Leur chef conduisait en compagnie de Yuki, tandis que Rune dût se serrer entre Zaz et Chloé. Avoir les deux pervers à ses côtés ne la rassurait pas, mais bon, elle se résout à les supporter le temps de remonter jusqu’à Utopia.
Une fois la porte du hangar ouverte, Bardy mit les gaz. À la surprise de Rune, la camionnette possédait suffisamment de chevaux pour la plaquer contre le dossier. Elle ne savait pas quel moteur il avait installé sous le capot, mais il était balèze ! Ils s’élancèrent sur une autoroute suspendue dans les airs, sous une voute céleste sans nuage. Ils prirent la première sortie qui les mena sur la route principale, à même la terre ferme.
La cité en vue, Rune découvrit pour la première fois les étranges constructions de la fédération des froussards. Les bâtiments ressemblaient à d’immenses champignons de pierres d’un blanc rutilant. Les chapeaux revêtaient un joli rose avec des arcs-en-ciel dessinés dessus.
Les bâtiments s’étendaient le long des routes, avec des jardins parfaitement entretenus. Tout était semblable pour que personne ne puisse jalouser son voisin. Le plus étrange, c’était les espèces de licornes roses au poil brillant qui tiraient des carrosses jaune citron, le seul moyen de déplacement des autochtones. D’ailleurs, Rune remarqua une chose singulière : tous vêtues de blancs, ils portaient des habits légers pour aller avec ce temps magnifique et cette douche chaleur. Chaque personne les dévisageait, eux qui se promenaient dans une camionnette non réglementaire.

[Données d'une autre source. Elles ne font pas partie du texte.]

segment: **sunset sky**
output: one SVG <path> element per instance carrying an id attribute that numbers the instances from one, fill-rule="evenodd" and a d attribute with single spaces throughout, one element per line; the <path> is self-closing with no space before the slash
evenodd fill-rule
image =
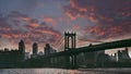
<path id="1" fill-rule="evenodd" d="M 33 42 L 61 50 L 64 32 L 78 47 L 131 38 L 131 0 L 0 0 L 1 49 L 23 39 L 26 51 Z"/>

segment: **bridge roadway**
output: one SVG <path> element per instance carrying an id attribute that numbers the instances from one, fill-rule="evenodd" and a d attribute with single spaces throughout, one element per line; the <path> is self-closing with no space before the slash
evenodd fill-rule
<path id="1" fill-rule="evenodd" d="M 75 48 L 75 49 L 69 49 L 67 51 L 60 51 L 60 52 L 56 52 L 56 53 L 50 53 L 48 55 L 43 55 L 43 58 L 73 55 L 73 54 L 78 54 L 81 52 L 109 50 L 109 49 L 122 48 L 122 47 L 131 47 L 131 39 L 123 39 L 123 40 L 104 42 L 104 44 L 99 44 L 99 45 L 86 46 L 86 47 L 81 47 L 81 48 Z"/>

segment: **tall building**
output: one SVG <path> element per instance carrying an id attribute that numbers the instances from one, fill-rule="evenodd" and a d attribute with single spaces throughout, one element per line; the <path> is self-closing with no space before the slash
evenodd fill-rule
<path id="1" fill-rule="evenodd" d="M 119 62 L 127 62 L 130 60 L 128 48 L 126 48 L 124 50 L 119 50 L 117 53 Z"/>
<path id="2" fill-rule="evenodd" d="M 23 40 L 19 42 L 19 51 L 20 51 L 20 59 L 25 60 L 25 45 Z"/>
<path id="3" fill-rule="evenodd" d="M 47 55 L 49 53 L 55 53 L 55 52 L 57 52 L 57 51 L 55 49 L 52 49 L 49 44 L 46 44 L 45 54 Z"/>
<path id="4" fill-rule="evenodd" d="M 33 54 L 37 54 L 38 46 L 36 42 L 33 44 Z"/>
<path id="5" fill-rule="evenodd" d="M 49 49 L 50 49 L 50 45 L 49 44 L 46 44 L 46 47 L 45 47 L 45 54 L 49 54 Z"/>
<path id="6" fill-rule="evenodd" d="M 25 53 L 25 45 L 23 40 L 19 42 L 19 50 L 20 52 Z"/>

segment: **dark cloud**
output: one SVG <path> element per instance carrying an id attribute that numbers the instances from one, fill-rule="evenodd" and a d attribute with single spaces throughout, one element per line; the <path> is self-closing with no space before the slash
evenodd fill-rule
<path id="1" fill-rule="evenodd" d="M 17 11 L 0 17 L 0 38 L 13 40 L 13 45 L 17 45 L 20 39 L 23 39 L 27 47 L 28 44 L 32 45 L 35 41 L 39 45 L 56 44 L 60 37 L 61 33 L 52 26 L 48 26 L 45 22 L 38 22 L 37 18 L 31 18 L 28 15 Z"/>
<path id="2" fill-rule="evenodd" d="M 84 33 L 95 39 L 107 39 L 130 35 L 131 0 L 70 0 L 64 13 L 76 20 L 85 18 L 96 25 L 85 26 Z"/>

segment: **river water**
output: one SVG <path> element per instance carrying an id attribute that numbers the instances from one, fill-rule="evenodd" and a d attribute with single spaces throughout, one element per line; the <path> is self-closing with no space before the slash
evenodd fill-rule
<path id="1" fill-rule="evenodd" d="M 131 74 L 131 69 L 0 69 L 0 74 Z"/>

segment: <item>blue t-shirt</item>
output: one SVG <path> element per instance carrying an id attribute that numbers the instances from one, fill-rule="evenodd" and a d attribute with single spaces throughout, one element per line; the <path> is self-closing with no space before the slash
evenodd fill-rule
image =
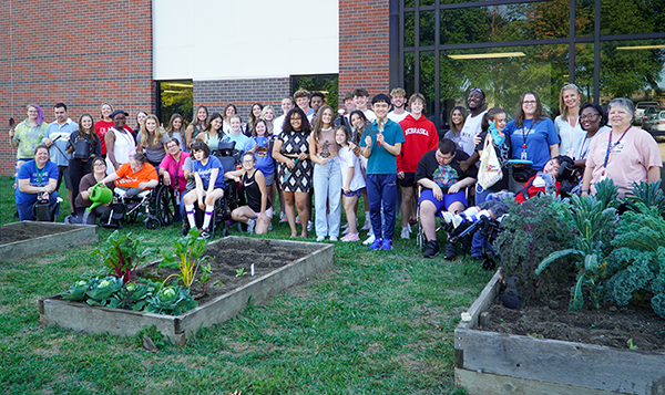
<path id="1" fill-rule="evenodd" d="M 524 119 L 522 127 L 518 127 L 515 121 L 511 121 L 503 131 L 510 136 L 512 145 L 512 158 L 522 159 L 523 146 L 526 144 L 526 159 L 533 162 L 532 167 L 542 170 L 550 155 L 550 146 L 559 144 L 556 127 L 550 118 L 542 118 L 533 125 L 533 119 Z"/>
<path id="2" fill-rule="evenodd" d="M 204 165 L 201 160 L 194 160 L 192 163 L 192 171 L 198 173 L 198 177 L 203 181 L 203 187 L 207 189 L 211 183 L 211 173 L 214 168 L 218 168 L 217 178 L 215 179 L 215 188 L 226 188 L 224 183 L 224 168 L 215 156 L 208 156 L 208 162 Z"/>
<path id="3" fill-rule="evenodd" d="M 397 156 L 390 154 L 382 145 L 377 145 L 377 122 L 371 123 L 367 132 L 371 136 L 371 155 L 367 162 L 367 174 L 397 174 Z M 398 123 L 388 119 L 383 126 L 383 138 L 386 143 L 395 145 L 405 143 L 405 134 Z M 365 136 L 360 137 L 360 146 L 365 147 Z"/>
<path id="4" fill-rule="evenodd" d="M 30 179 L 30 185 L 33 187 L 44 187 L 49 185 L 49 179 L 58 179 L 58 165 L 52 162 L 47 162 L 41 170 L 37 168 L 34 160 L 25 162 L 19 168 L 18 179 Z M 17 188 L 14 193 L 17 205 L 33 204 L 37 201 L 37 194 L 25 194 Z"/>
<path id="5" fill-rule="evenodd" d="M 270 153 L 270 141 L 267 137 L 254 137 L 252 138 L 252 149 L 254 145 L 257 145 L 254 156 L 256 156 L 256 168 L 264 175 L 275 173 L 275 160 Z"/>
<path id="6" fill-rule="evenodd" d="M 242 153 L 246 152 L 247 149 L 254 148 L 254 142 L 252 141 L 252 138 L 245 136 L 242 133 L 237 136 L 234 136 L 233 134 L 229 133 L 222 138 L 222 143 L 231 143 L 231 142 L 235 142 L 235 144 L 236 144 L 235 149 L 238 153 L 241 153 L 241 155 L 242 155 Z"/>

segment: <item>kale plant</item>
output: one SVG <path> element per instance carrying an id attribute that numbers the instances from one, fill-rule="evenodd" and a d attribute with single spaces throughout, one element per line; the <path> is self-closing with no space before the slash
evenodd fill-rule
<path id="1" fill-rule="evenodd" d="M 607 258 L 604 300 L 628 304 L 636 294 L 651 292 L 652 308 L 665 318 L 665 220 L 656 205 L 636 202 L 626 211 Z"/>
<path id="2" fill-rule="evenodd" d="M 560 260 L 551 270 L 535 274 L 538 264 L 554 251 L 573 243 L 567 201 L 560 197 L 539 196 L 522 205 L 512 204 L 510 215 L 501 222 L 504 229 L 497 239 L 501 271 L 505 278 L 516 277 L 522 299 L 548 297 L 559 282 L 572 278 L 569 264 Z"/>

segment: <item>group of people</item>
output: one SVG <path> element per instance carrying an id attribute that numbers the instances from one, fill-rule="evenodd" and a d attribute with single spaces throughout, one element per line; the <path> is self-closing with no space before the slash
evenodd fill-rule
<path id="1" fill-rule="evenodd" d="M 453 228 L 495 217 L 504 211 L 497 206 L 498 196 L 521 202 L 539 193 L 557 194 L 564 169 L 583 175 L 574 186 L 582 195 L 594 194 L 594 185 L 605 178 L 614 180 L 622 196 L 633 181 L 659 179 L 658 147 L 648 133 L 632 126 L 633 103 L 626 98 L 613 100 L 606 114 L 597 104 L 582 103 L 580 90 L 569 84 L 561 90 L 561 115 L 552 121 L 543 115 L 538 94 L 525 92 L 508 122 L 504 110 L 487 110 L 484 92 L 472 89 L 467 107 L 451 111 L 450 129 L 441 135 L 423 115 L 424 106 L 421 94 L 407 97 L 402 89 L 371 100 L 366 90 L 356 89 L 335 114 L 324 94 L 300 90 L 282 101 L 282 116 L 256 103 L 243 123 L 233 104 L 212 114 L 198 106 L 188 125 L 174 114 L 164 129 L 145 113 L 137 114 L 132 128 L 129 114 L 109 103 L 102 104 L 100 121 L 83 114 L 78 125 L 59 103 L 55 122 L 45 125 L 41 108 L 29 105 L 28 118 L 10 131 L 18 150 L 19 216 L 33 219 L 28 207 L 34 201 L 27 196 L 54 199 L 62 178 L 80 215 L 90 205 L 93 185 L 121 186 L 123 177 L 141 171 L 151 175 L 151 183 L 139 183 L 141 187 L 154 187 L 152 180 L 162 175 L 180 196 L 183 221 L 200 228 L 203 237 L 209 235 L 215 201 L 234 181 L 244 187 L 247 205 L 232 217 L 249 231 L 267 232 L 279 207 L 290 236 L 307 238 L 314 206 L 317 241 L 360 241 L 359 230 L 366 229 L 369 249 L 390 250 L 401 196 L 400 237 L 410 238 L 419 211 L 427 239 L 423 256 L 433 258 L 439 253 L 437 217 Z M 235 144 L 237 169 L 225 171 L 216 158 L 223 143 Z M 491 167 L 488 157 L 495 158 L 500 174 L 489 185 L 477 183 Z M 367 219 L 362 229 L 357 224 L 360 196 Z M 469 207 L 469 196 L 474 206 Z M 204 211 L 203 224 L 196 222 L 197 207 Z M 472 256 L 479 257 L 483 246 L 474 239 Z M 454 243 L 448 241 L 444 251 L 444 258 L 454 258 Z"/>

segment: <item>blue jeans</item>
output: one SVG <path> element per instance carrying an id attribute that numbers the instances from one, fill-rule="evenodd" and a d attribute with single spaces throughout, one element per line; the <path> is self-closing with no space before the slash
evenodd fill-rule
<path id="1" fill-rule="evenodd" d="M 377 239 L 392 240 L 397 204 L 397 175 L 368 174 L 367 198 L 369 200 L 369 216 L 375 237 Z M 381 207 L 383 208 L 383 227 L 381 227 Z"/>
<path id="2" fill-rule="evenodd" d="M 317 237 L 339 236 L 341 216 L 341 170 L 339 157 L 328 158 L 325 165 L 314 164 L 314 207 Z M 326 215 L 326 201 L 329 214 Z"/>

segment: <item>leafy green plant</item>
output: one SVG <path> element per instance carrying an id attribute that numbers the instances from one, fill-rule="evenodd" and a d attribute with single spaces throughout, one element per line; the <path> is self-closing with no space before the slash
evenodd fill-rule
<path id="1" fill-rule="evenodd" d="M 90 289 L 85 291 L 85 295 L 88 297 L 85 302 L 90 305 L 106 305 L 109 304 L 111 297 L 113 297 L 122 285 L 122 279 L 108 276 L 96 283 L 91 283 Z"/>
<path id="2" fill-rule="evenodd" d="M 572 278 L 565 260 L 553 262 L 551 270 L 535 274 L 538 263 L 550 253 L 573 243 L 567 200 L 539 196 L 522 205 L 512 204 L 510 216 L 502 221 L 503 232 L 495 241 L 501 253 L 504 278 L 516 277 L 521 299 L 546 297 L 559 283 Z"/>
<path id="3" fill-rule="evenodd" d="M 665 318 L 665 220 L 657 206 L 635 205 L 626 211 L 607 257 L 605 301 L 626 305 L 638 293 L 651 292 L 652 308 Z"/>
<path id="4" fill-rule="evenodd" d="M 190 290 L 180 287 L 164 287 L 155 295 L 149 298 L 144 311 L 156 314 L 180 315 L 196 308 L 198 303 L 190 294 Z"/>
<path id="5" fill-rule="evenodd" d="M 201 295 L 203 295 L 207 289 L 207 282 L 211 279 L 211 266 L 204 266 L 203 262 L 212 259 L 209 256 L 201 257 L 205 251 L 207 241 L 198 238 L 198 230 L 193 228 L 190 233 L 185 237 L 181 237 L 175 242 L 175 252 L 173 254 L 164 254 L 164 259 L 157 266 L 157 270 L 163 267 L 170 267 L 173 269 L 180 269 L 180 273 L 172 274 L 171 277 L 177 277 L 177 281 L 182 281 L 185 289 L 191 289 L 194 282 L 200 282 L 202 287 Z M 196 274 L 201 270 L 202 274 L 200 279 L 196 279 Z"/>
<path id="6" fill-rule="evenodd" d="M 584 285 L 589 288 L 591 300 L 597 309 L 601 302 L 601 276 L 605 270 L 603 261 L 606 250 L 603 247 L 608 245 L 613 235 L 616 209 L 605 207 L 604 201 L 594 196 L 574 195 L 571 197 L 570 216 L 579 233 L 573 247 L 552 252 L 539 264 L 535 273 L 540 276 L 552 262 L 570 256 L 577 269 L 577 281 L 571 290 L 569 310 L 582 310 Z"/>
<path id="7" fill-rule="evenodd" d="M 102 256 L 102 263 L 109 268 L 110 274 L 122 279 L 123 284 L 126 284 L 132 281 L 141 260 L 150 253 L 158 251 L 155 248 L 146 248 L 139 253 L 139 245 L 142 240 L 142 237 L 134 238 L 132 232 L 121 233 L 115 230 L 109 236 L 108 243 L 92 253 Z"/>

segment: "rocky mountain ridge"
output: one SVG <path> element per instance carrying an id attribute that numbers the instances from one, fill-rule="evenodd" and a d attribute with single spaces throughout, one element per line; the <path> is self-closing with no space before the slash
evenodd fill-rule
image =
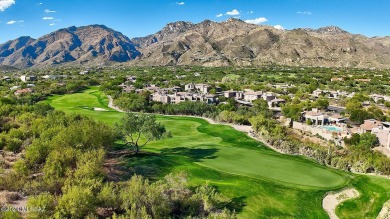
<path id="1" fill-rule="evenodd" d="M 103 25 L 69 27 L 0 45 L 0 65 L 113 63 L 389 68 L 390 37 L 368 38 L 336 26 L 279 30 L 229 19 L 173 22 L 155 34 L 133 39 Z"/>

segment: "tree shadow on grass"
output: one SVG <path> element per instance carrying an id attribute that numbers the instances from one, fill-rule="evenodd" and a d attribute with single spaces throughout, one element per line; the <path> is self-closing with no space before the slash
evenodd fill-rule
<path id="1" fill-rule="evenodd" d="M 241 213 L 246 206 L 246 197 L 240 196 L 232 198 L 229 202 L 222 202 L 218 204 L 219 208 L 226 208 L 236 213 Z"/>
<path id="2" fill-rule="evenodd" d="M 174 154 L 180 156 L 186 156 L 191 159 L 192 162 L 201 162 L 204 159 L 215 159 L 217 156 L 214 154 L 218 152 L 216 148 L 164 148 L 161 150 L 161 154 Z"/>
<path id="3" fill-rule="evenodd" d="M 125 159 L 128 175 L 142 175 L 152 181 L 159 180 L 175 168 L 187 165 L 188 162 L 200 162 L 202 159 L 215 159 L 218 149 L 202 148 L 165 148 L 161 153 L 141 151 Z"/>

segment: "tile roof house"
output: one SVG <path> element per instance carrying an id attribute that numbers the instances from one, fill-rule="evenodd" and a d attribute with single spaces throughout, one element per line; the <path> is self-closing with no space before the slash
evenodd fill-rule
<path id="1" fill-rule="evenodd" d="M 362 133 L 371 132 L 374 128 L 383 127 L 382 122 L 375 119 L 364 120 L 364 124 L 360 125 Z"/>

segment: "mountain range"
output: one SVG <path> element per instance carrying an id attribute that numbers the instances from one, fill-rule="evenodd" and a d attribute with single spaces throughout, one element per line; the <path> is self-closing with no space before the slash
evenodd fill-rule
<path id="1" fill-rule="evenodd" d="M 389 68 L 390 37 L 365 37 L 335 26 L 280 30 L 242 20 L 174 22 L 129 39 L 104 25 L 69 27 L 0 45 L 0 65 L 18 68 L 116 64 Z"/>

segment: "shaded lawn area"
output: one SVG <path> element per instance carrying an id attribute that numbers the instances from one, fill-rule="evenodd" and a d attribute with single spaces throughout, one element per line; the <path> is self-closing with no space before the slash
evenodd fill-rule
<path id="1" fill-rule="evenodd" d="M 54 96 L 47 102 L 58 110 L 91 116 L 110 125 L 123 116 L 107 107 L 108 99 L 97 87 Z M 92 107 L 109 111 L 94 111 Z M 389 180 L 279 154 L 229 126 L 191 117 L 156 117 L 173 138 L 151 142 L 141 149 L 145 153 L 126 158 L 126 171 L 152 180 L 184 171 L 190 185 L 209 183 L 231 198 L 233 202 L 227 207 L 236 210 L 240 218 L 328 218 L 322 198 L 326 191 L 346 185 L 356 187 L 363 196 L 340 206 L 337 212 L 341 218 L 377 215 L 390 198 L 383 192 L 390 189 Z"/>

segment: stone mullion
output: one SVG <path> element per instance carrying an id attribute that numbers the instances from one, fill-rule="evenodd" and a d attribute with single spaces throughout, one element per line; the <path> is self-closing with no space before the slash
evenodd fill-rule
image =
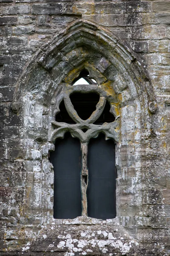
<path id="1" fill-rule="evenodd" d="M 82 216 L 87 216 L 88 201 L 86 191 L 88 186 L 88 171 L 87 166 L 88 143 L 81 142 L 82 151 L 82 169 L 80 175 L 81 191 L 82 193 Z"/>

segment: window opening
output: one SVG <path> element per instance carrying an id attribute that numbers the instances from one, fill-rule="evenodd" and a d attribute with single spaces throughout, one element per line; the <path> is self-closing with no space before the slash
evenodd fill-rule
<path id="1" fill-rule="evenodd" d="M 84 128 L 83 129 L 82 129 L 82 131 L 83 132 L 85 133 L 88 131 L 88 129 L 87 129 L 87 128 Z"/>
<path id="2" fill-rule="evenodd" d="M 85 75 L 88 78 L 84 70 L 79 76 Z M 54 172 L 56 218 L 116 216 L 116 131 L 111 123 L 115 117 L 102 87 L 97 87 L 94 86 L 93 92 L 91 84 L 82 92 L 80 87 L 64 88 L 60 111 L 52 121 L 55 139 L 66 133 L 63 139 L 56 140 L 50 157 Z"/>
<path id="3" fill-rule="evenodd" d="M 57 122 L 63 122 L 70 124 L 76 123 L 68 114 L 63 100 L 60 104 L 59 108 L 60 111 L 56 115 L 55 120 Z"/>
<path id="4" fill-rule="evenodd" d="M 103 220 L 116 217 L 115 146 L 100 134 L 91 139 L 88 157 L 88 215 Z"/>
<path id="5" fill-rule="evenodd" d="M 70 98 L 79 116 L 83 120 L 86 120 L 96 110 L 100 96 L 95 93 L 75 93 Z"/>
<path id="6" fill-rule="evenodd" d="M 115 117 L 110 113 L 110 106 L 107 100 L 105 108 L 100 117 L 94 122 L 95 125 L 102 125 L 104 122 L 112 122 L 115 120 Z"/>
<path id="7" fill-rule="evenodd" d="M 85 69 L 82 70 L 79 76 L 72 83 L 72 85 L 77 84 L 97 84 L 97 82 L 94 79 L 89 78 L 89 72 Z"/>
<path id="8" fill-rule="evenodd" d="M 74 218 L 82 211 L 80 172 L 80 145 L 78 139 L 67 133 L 56 140 L 50 152 L 54 172 L 54 217 Z"/>

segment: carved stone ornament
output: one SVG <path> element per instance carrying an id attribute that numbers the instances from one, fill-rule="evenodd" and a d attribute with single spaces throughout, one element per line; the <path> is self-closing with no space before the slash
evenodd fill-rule
<path id="1" fill-rule="evenodd" d="M 87 66 L 86 67 L 87 68 Z M 90 73 L 90 76 L 94 79 L 98 80 L 95 76 L 95 72 L 94 72 L 92 76 Z M 102 77 L 102 74 L 100 74 Z M 66 81 L 67 80 L 66 79 Z M 90 81 L 90 79 L 89 80 Z M 70 83 L 71 81 L 70 81 Z M 107 81 L 108 83 L 108 81 Z M 110 82 L 109 82 L 110 83 Z M 71 85 L 69 83 L 64 83 L 62 86 L 62 90 L 61 94 L 62 95 L 65 108 L 70 116 L 76 122 L 75 124 L 69 124 L 65 122 L 56 122 L 52 120 L 53 127 L 52 140 L 55 140 L 59 137 L 63 138 L 65 134 L 69 131 L 72 136 L 79 139 L 81 142 L 81 149 L 82 151 L 82 170 L 81 174 L 81 187 L 82 191 L 82 215 L 87 215 L 87 199 L 86 190 L 88 185 L 88 167 L 87 166 L 87 156 L 88 153 L 88 143 L 92 138 L 96 138 L 99 133 L 102 132 L 105 135 L 105 139 L 112 139 L 115 141 L 119 140 L 119 110 L 118 107 L 118 101 L 113 90 L 110 92 L 106 91 L 103 85 L 94 84 L 78 84 Z M 110 93 L 110 92 L 112 92 Z M 74 109 L 73 104 L 70 98 L 70 96 L 75 93 L 81 92 L 83 93 L 96 93 L 99 95 L 99 100 L 96 105 L 96 109 L 91 116 L 86 120 L 83 120 L 79 116 L 76 111 Z M 62 99 L 61 93 L 60 98 Z M 57 102 L 57 99 L 56 99 Z M 94 124 L 101 116 L 104 109 L 106 100 L 108 100 L 110 105 L 110 112 L 116 118 L 116 120 L 113 122 L 105 122 L 102 125 Z M 58 104 L 59 105 L 59 104 Z M 58 109 L 59 106 L 56 106 Z M 84 128 L 87 129 L 85 132 L 82 131 Z"/>

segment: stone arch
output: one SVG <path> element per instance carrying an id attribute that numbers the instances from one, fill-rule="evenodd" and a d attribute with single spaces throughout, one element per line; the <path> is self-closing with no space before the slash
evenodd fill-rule
<path id="1" fill-rule="evenodd" d="M 85 20 L 73 23 L 40 49 L 17 86 L 13 109 L 23 116 L 21 133 L 29 143 L 25 145 L 25 159 L 34 161 L 40 170 L 34 175 L 31 191 L 26 192 L 28 195 L 25 212 L 31 212 L 34 218 L 38 215 L 41 223 L 54 221 L 53 173 L 48 159 L 56 138 L 51 135 L 51 121 L 59 111 L 64 86 L 71 84 L 83 68 L 111 99 L 116 119 L 117 217 L 113 221 L 123 226 L 128 212 L 132 218 L 140 214 L 135 175 L 141 168 L 141 141 L 150 134 L 150 115 L 156 104 L 149 78 L 138 56 L 112 33 Z M 89 220 L 86 221 L 88 224 Z"/>

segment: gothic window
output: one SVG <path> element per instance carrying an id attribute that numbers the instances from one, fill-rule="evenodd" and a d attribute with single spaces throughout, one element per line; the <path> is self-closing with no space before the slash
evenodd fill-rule
<path id="1" fill-rule="evenodd" d="M 116 217 L 115 117 L 113 99 L 84 69 L 63 97 L 52 121 L 54 218 Z"/>

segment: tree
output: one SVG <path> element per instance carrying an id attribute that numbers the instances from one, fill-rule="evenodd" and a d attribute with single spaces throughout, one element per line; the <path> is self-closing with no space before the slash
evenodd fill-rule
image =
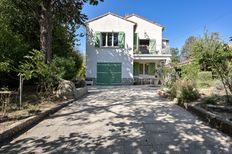
<path id="1" fill-rule="evenodd" d="M 38 16 L 32 11 L 37 5 L 29 7 L 33 0 L 1 0 L 0 1 L 0 87 L 16 87 L 17 70 L 24 56 L 33 49 L 40 50 L 40 26 Z M 29 7 L 29 8 L 27 8 Z M 52 31 L 52 50 L 56 57 L 75 60 L 75 68 L 82 66 L 82 56 L 75 50 L 76 34 L 71 26 L 55 20 Z M 78 72 L 76 72 L 77 74 Z M 14 81 L 14 82 L 12 82 Z"/>
<path id="2" fill-rule="evenodd" d="M 232 49 L 225 46 L 218 33 L 205 33 L 194 48 L 194 58 L 207 63 L 215 71 L 223 83 L 227 102 L 232 94 Z"/>
<path id="3" fill-rule="evenodd" d="M 103 0 L 99 0 L 103 1 Z M 83 24 L 87 16 L 81 12 L 85 3 L 97 5 L 98 0 L 14 0 L 25 12 L 32 12 L 39 22 L 40 49 L 45 63 L 52 59 L 52 32 L 55 24 L 63 24 L 71 31 Z"/>
<path id="4" fill-rule="evenodd" d="M 192 56 L 193 53 L 193 46 L 197 42 L 197 38 L 195 36 L 190 36 L 186 41 L 184 46 L 181 50 L 181 57 L 184 60 L 189 59 Z"/>

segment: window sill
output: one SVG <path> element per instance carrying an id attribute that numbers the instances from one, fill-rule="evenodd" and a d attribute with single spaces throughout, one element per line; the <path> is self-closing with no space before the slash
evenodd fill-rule
<path id="1" fill-rule="evenodd" d="M 103 47 L 103 46 L 101 46 L 100 48 L 102 48 L 102 49 L 122 49 L 119 46 L 117 46 L 117 47 Z"/>

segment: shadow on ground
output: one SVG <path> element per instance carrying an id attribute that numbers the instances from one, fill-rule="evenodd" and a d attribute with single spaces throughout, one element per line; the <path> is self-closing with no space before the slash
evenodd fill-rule
<path id="1" fill-rule="evenodd" d="M 231 153 L 231 138 L 205 126 L 154 87 L 92 89 L 4 146 L 1 153 Z"/>

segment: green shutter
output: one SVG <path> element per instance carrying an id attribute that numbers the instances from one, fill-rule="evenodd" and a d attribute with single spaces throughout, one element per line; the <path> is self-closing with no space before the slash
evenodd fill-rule
<path id="1" fill-rule="evenodd" d="M 120 48 L 125 48 L 125 33 L 119 32 L 118 34 L 118 46 Z"/>
<path id="2" fill-rule="evenodd" d="M 155 53 L 156 52 L 156 40 L 155 39 L 149 40 L 149 51 L 151 53 Z"/>
<path id="3" fill-rule="evenodd" d="M 137 62 L 134 62 L 133 73 L 134 75 L 139 75 L 139 63 Z"/>
<path id="4" fill-rule="evenodd" d="M 155 63 L 149 63 L 149 65 L 148 65 L 148 74 L 149 75 L 155 75 L 155 73 L 156 73 Z"/>
<path id="5" fill-rule="evenodd" d="M 101 42 L 101 33 L 96 32 L 95 33 L 95 47 L 99 48 L 100 47 L 100 42 Z"/>
<path id="6" fill-rule="evenodd" d="M 139 45 L 138 33 L 134 33 L 134 51 L 135 52 L 138 50 L 138 45 Z"/>

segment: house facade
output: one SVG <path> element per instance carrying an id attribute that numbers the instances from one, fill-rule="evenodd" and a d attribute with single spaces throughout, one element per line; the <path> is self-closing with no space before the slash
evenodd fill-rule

Bardy trouva l’hôtel pour les visiteurs extra planétaires. Il prenait la forme d’un cœur géant. Une grimace déforma le visage de Rune alors que Bardy s’arrêta sur le parking.
– C’est un love hôtel ou quoi ? se plaignit-elle.
– J’en sais rien ! Allons voir.
Ils sortirent de la voiture et passèrent la porte en forme d’arche. Tout était d’un blanc immaculé à l’intérieur. Bardy s’approcha du comptoir où une hôtesse leur souhaita la bienvenue d’un resplendissant sourire.
– Bonjour étranger, bienvenue sur Utopia. Désirez-vous une chambre ? demanda-t-elle d’une voix d’ange.
Rune scruta ses nouveaux collègues, perplexe. Zaz haussa les épaules, pas plus convaincu qu’elle par son ton mielleux.
– Ouais, lui répondit Bardy en s’accoudant sur le meuble. On a une réservation au nom de Wallace.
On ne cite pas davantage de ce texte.